Arrhythmia, both atrial (supraventricular) and ventricular are a common, and sometimes normal, activity of the canine heart.
Concerns arise when the severity of arrythmias leads to life-threatening atrial of ventricular fibrillation.
Types of arrhythmias include bradyarrhythmias (slow) and tachyarrhythmias (fast).
These heart beat irregularities may be observed during routine electrocardiogram studies and are commonly observed during postural changes associated with routine anesthesia and many are thought to be non-pathological.
A number of arrhythmias are due to heart rate turbulence, defined as a return to normal beat after a ventricular premature complex which results from an abnormal baroreceptor response, and is commonly observed in the Boxer with mild and moderate subaortic stenosis and dilated cardiomyopathy in the Boxer, Doberman Pinscher and Great Dane.
However, many canine arrhythmias are the result of underlying cardiac conduction disorders (e.g. atrial fibrillation). These conduction disorders, which may be present without any evidence of valvular disease, are thought to arise as a result of decreased calcium channeling across the myocytes of the heart and defective cytosolic calcium removal following myocontractility, leading to increased refractory myocytes that become dyssynchronous with the majority of remaining cardiac myocytes.
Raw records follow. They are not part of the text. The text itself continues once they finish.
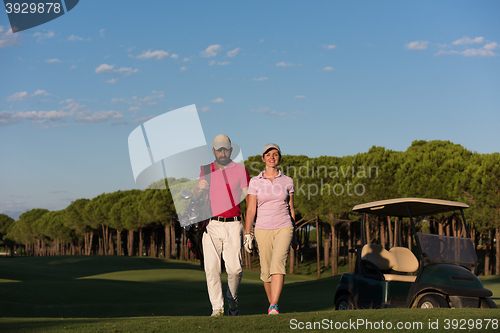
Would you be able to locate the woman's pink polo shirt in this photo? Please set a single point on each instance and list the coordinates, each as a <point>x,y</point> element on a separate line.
<point>273,211</point>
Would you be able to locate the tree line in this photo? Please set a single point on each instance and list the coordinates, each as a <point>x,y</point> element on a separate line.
<point>143,222</point>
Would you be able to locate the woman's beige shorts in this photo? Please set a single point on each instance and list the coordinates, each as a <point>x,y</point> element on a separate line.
<point>273,250</point>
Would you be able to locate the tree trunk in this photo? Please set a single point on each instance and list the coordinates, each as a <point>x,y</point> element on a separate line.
<point>409,236</point>
<point>181,250</point>
<point>367,228</point>
<point>173,241</point>
<point>488,253</point>
<point>382,234</point>
<point>326,248</point>
<point>318,255</point>
<point>141,242</point>
<point>349,247</point>
<point>130,243</point>
<point>105,239</point>
<point>119,242</point>
<point>168,246</point>
<point>497,256</point>
<point>334,260</point>
<point>389,231</point>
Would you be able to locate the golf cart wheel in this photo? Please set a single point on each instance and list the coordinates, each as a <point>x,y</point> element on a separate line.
<point>487,303</point>
<point>345,302</point>
<point>432,301</point>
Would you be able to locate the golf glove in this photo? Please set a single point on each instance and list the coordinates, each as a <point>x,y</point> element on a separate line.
<point>248,243</point>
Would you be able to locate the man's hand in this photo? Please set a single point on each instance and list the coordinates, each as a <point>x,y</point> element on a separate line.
<point>248,243</point>
<point>203,185</point>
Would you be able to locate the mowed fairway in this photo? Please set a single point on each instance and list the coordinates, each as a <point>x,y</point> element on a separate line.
<point>122,294</point>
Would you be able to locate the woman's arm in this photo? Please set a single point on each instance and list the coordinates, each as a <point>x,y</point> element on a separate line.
<point>292,210</point>
<point>295,244</point>
<point>251,210</point>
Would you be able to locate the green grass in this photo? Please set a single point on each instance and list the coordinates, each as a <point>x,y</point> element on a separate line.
<point>121,294</point>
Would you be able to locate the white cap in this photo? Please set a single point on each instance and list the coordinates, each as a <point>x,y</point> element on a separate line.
<point>222,141</point>
<point>270,146</point>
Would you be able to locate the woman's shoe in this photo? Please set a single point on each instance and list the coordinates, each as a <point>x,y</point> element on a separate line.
<point>273,309</point>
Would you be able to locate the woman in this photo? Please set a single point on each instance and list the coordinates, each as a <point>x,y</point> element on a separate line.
<point>270,196</point>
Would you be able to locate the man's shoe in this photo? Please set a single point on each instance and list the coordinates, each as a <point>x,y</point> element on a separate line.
<point>217,313</point>
<point>234,312</point>
<point>273,309</point>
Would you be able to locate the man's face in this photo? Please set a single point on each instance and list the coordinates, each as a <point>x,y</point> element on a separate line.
<point>222,155</point>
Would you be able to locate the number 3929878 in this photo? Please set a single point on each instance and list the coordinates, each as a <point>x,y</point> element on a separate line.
<point>32,8</point>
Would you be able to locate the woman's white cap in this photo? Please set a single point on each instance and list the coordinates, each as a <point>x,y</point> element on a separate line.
<point>222,141</point>
<point>270,146</point>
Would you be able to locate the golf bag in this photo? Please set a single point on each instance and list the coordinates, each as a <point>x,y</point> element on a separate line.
<point>195,231</point>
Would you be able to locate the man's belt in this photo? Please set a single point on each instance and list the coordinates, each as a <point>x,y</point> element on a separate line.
<point>226,219</point>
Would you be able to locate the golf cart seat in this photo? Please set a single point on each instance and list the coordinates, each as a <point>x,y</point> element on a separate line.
<point>392,265</point>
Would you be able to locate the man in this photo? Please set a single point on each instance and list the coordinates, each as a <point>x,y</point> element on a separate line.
<point>228,183</point>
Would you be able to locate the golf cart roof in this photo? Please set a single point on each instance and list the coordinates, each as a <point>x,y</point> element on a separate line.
<point>418,207</point>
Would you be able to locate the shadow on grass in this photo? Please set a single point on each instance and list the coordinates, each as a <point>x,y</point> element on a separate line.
<point>107,287</point>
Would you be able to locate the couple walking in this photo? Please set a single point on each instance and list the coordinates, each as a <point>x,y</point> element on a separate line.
<point>269,200</point>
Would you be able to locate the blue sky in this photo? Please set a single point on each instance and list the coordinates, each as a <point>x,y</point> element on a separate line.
<point>318,78</point>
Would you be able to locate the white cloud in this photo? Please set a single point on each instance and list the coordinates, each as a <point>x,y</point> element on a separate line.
<point>96,117</point>
<point>108,69</point>
<point>38,117</point>
<point>490,46</point>
<point>8,38</point>
<point>211,51</point>
<point>233,53</point>
<point>76,38</point>
<point>485,51</point>
<point>73,106</point>
<point>286,64</point>
<point>482,52</point>
<point>278,114</point>
<point>417,45</point>
<point>8,118</point>
<point>104,68</point>
<point>158,54</point>
<point>43,35</point>
<point>260,110</point>
<point>266,111</point>
<point>148,99</point>
<point>467,40</point>
<point>19,96</point>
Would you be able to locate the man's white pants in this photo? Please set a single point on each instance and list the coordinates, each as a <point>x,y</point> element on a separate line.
<point>222,238</point>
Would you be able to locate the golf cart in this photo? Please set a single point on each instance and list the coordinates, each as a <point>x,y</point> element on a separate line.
<point>441,275</point>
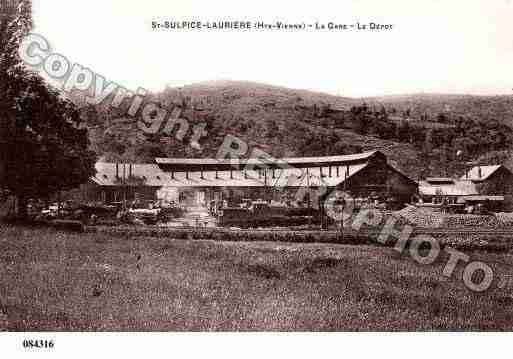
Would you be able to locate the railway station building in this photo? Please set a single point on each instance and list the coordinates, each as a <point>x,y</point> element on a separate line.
<point>299,181</point>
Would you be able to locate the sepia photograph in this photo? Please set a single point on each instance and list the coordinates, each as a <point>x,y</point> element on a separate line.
<point>255,167</point>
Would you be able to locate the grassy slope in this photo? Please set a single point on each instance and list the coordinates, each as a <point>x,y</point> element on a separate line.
<point>58,281</point>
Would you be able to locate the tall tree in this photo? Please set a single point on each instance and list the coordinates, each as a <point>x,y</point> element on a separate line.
<point>42,147</point>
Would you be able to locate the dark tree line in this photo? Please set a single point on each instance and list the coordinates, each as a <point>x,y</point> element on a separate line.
<point>43,148</point>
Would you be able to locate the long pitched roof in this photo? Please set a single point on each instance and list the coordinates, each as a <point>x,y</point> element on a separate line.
<point>293,161</point>
<point>152,175</point>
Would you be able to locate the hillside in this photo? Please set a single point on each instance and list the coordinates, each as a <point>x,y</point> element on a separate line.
<point>288,122</point>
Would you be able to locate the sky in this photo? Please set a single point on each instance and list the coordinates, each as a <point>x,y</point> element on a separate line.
<point>449,46</point>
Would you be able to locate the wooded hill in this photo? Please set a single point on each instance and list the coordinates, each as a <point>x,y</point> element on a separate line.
<point>421,134</point>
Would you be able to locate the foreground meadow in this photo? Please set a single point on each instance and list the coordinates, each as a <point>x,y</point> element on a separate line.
<point>53,281</point>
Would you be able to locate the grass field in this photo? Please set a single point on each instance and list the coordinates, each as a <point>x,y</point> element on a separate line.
<point>60,281</point>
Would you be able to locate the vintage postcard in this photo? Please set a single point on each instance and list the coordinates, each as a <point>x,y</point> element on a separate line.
<point>246,167</point>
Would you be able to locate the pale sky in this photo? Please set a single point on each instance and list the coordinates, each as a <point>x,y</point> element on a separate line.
<point>455,46</point>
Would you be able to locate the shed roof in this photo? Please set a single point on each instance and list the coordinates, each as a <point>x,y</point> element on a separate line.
<point>457,188</point>
<point>480,173</point>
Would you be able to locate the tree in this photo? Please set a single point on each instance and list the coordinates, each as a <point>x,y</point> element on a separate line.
<point>43,148</point>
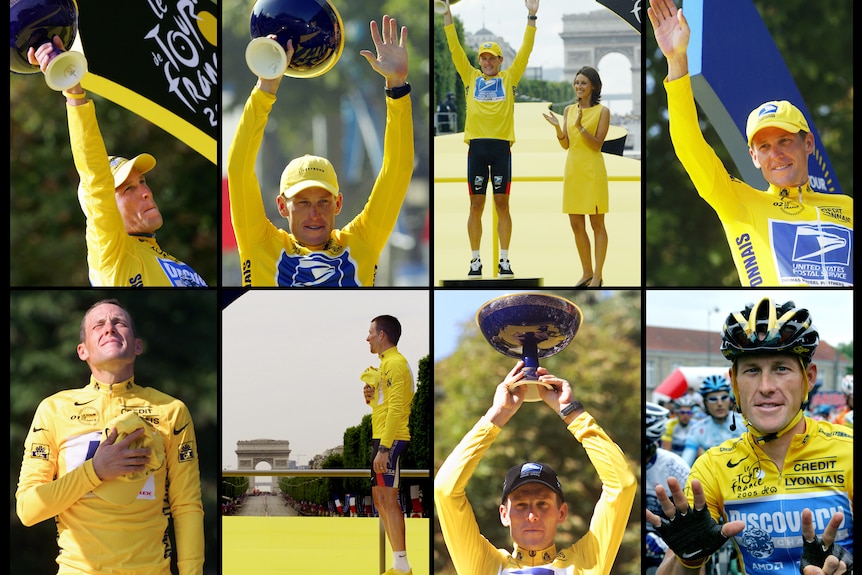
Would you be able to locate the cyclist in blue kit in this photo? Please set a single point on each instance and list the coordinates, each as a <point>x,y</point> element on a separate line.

Certain breeds, such as the German Shepherd have such defective calcium channeling due to a genetic dysfunction of myocardial tissues, and in these cases, may lead to ventricular fibrillation, syncope or sudden death.
Common causes of ventricular arrhythmias include:
- Atrial fibrillation
- Atrial standstill
- Atrial tachycardia
- Bundle branch block
- Congestive heart failure
- Gastric dilatation-volvulus
- Isorhythmic atrioventricular dissociation - predisposition in the Labrador Retrievers
- Mitral valve dysplasia
- Myocarditis - e.g. Trypanosoma spp, Bartonella berkhoffii
- Sick sinus syndrome
- Supraventricular tachycardia
- Vasovagal syncope
- Ventricular tachycardia
- Ventricular fibrillation
- Wolff-Parkinson-White syndrome
Routine ECGs, chest radiographs, echocardiography and serological testing of the cardiac biomarker NT-proBNP may help determine the underlying cause of the arrhythmia. A 24-hour Holter electrocardiography may be required in difficult cases.